Despite the stellar careers of these women, there is still a gross under-representation of women in the STEM fields in SSA (see table at end of article), the share of females graduating from tertiary education is below 30% for many SSA countries. As a result, scientific work and technological innovation are missing women’s invaluable perspectives and critical contributions. This also means that most women will remain in jobs that are likely to be replaced by technology, lower paying or less economically impactful in an increasingly technology-driven world as shown in a UNESCO Science Report: Towards 2030.
More African Women Must Get Into STEM
Existing data shows that globally, there is a “leaky pipeline” leading to far too few women in STEM careers and southern Africa is no different. In the case of Botswana, Eswatini, Namibia and SA, girls’ secondary education enrolment is higher than for boys, but many of them drop out before completing their secondary education. Of those who complete secondary education, many lack the required proficiencies in numeracy, science and the digital skills required to enrol or excel in STEM related programs at this level. In SA more girls than boys achieved 30% or higher in mathematics in the National Senior Certificate Examination (Matric). In the Eswatini General Certificate of Secondary Education, boys outperformed girls in mathematics and science.

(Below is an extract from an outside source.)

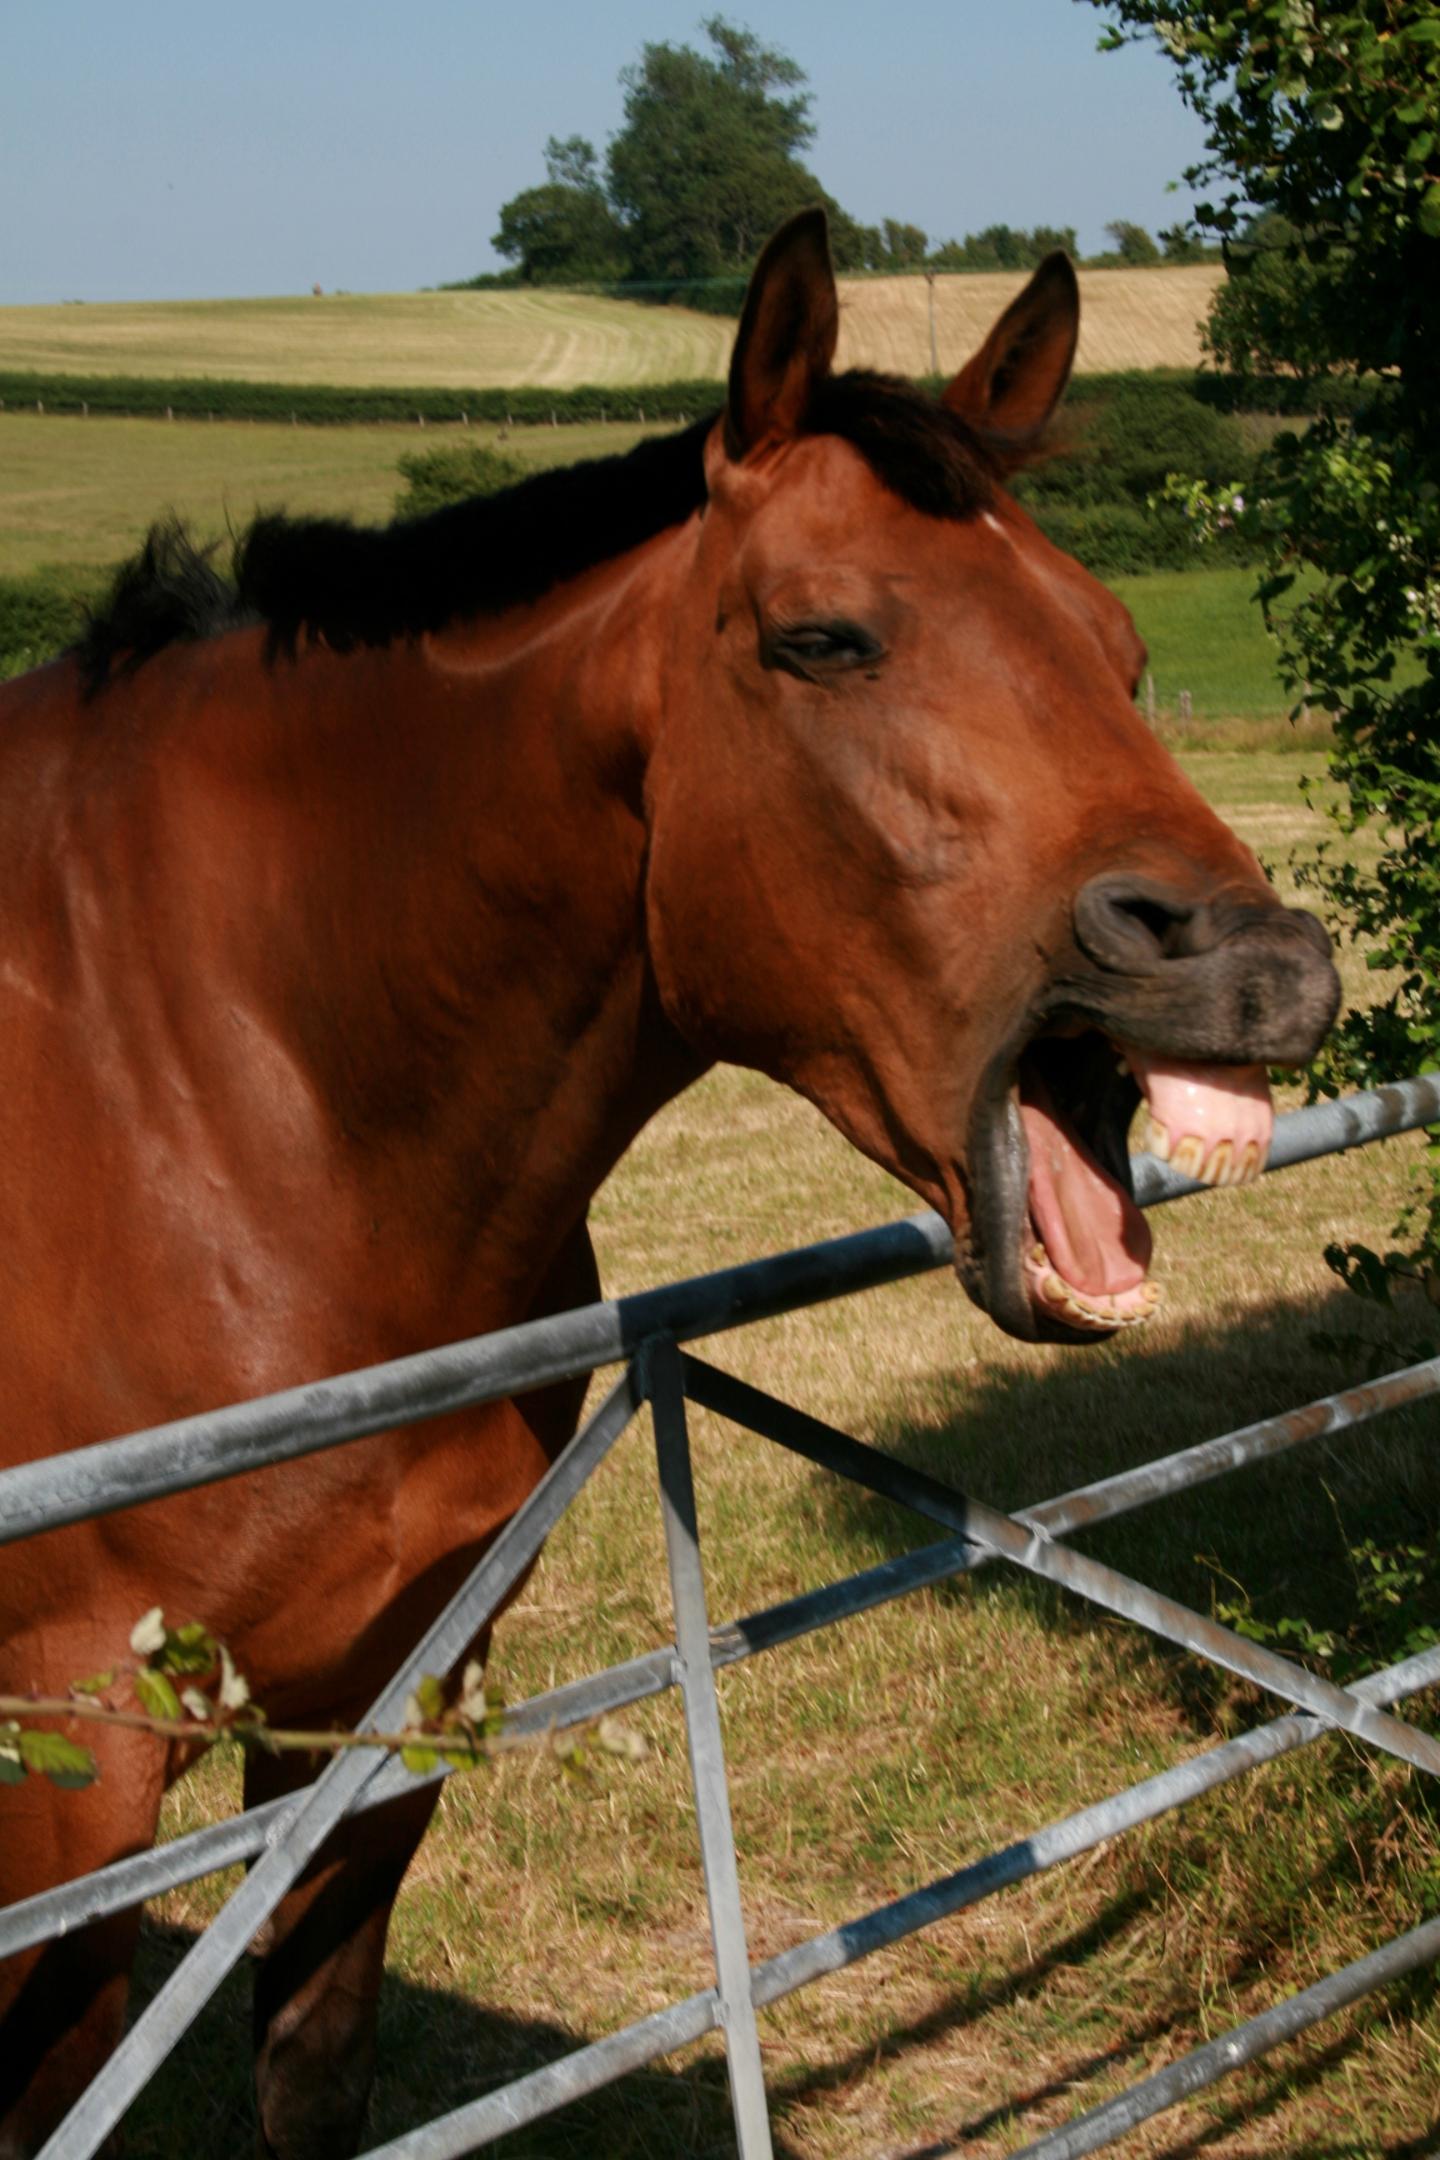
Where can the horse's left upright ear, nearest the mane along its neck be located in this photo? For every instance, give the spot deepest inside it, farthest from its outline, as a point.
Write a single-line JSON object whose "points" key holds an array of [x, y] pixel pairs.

The Equality Equation Report found that gender norms, stereotypes, biases and sexual harassment were key drivers of low representation of women in male-dominated STEM fields. Gender biases and expectations for different genders, set by families, society, culture and the media tend to propagate stereotypes, discriminatory practices and policies which deter girls from pursuing STEM careers and also lead to women leaving these careers. These challenges limit the chances of girls’ exposure to these fields, which in turn discourage more girls from pursuing STEM careers; creating a vicious circle that must be disrupted!
What can be done to change the status quo?
The good news is that some of these key drivers of gender disparities in STEM fields are known and are solvable. Moreover, there is no lack of innovative initiatives across Africa targeting some of these root causes. We need to scale up interventions that have proved to be game changers. Some of these focus on improving access to and quality of pre-tertiary education to ensure students, both girls and boys, are learning and acquiring the expected competencies in math, science, literacy and digital skills.
These interventions focus on incorporating gender-responsive and integrated STEM education in pre-tertiary education curricula, providing mentorship and hands-on-training opportunities for girls and young women in collaboration with STEM industries, while and promoting flexible and family-friendly workplace policies.
At the WB, we are committed to strengthening STEM education, especially as it pertains to girls and young women. In Lesotho, we are supporting the Government to strengthen teaching and learning in mathematics and science in junior secondary education through an innovative, technology-driven largely open-source solution, providing access to high quality, interactive and fun materials for students to learn these subjects. We believe that students will gain an appreciation for science and mathematics if it is taught in an engaging environment filled with lively debate and collaborative problem solving.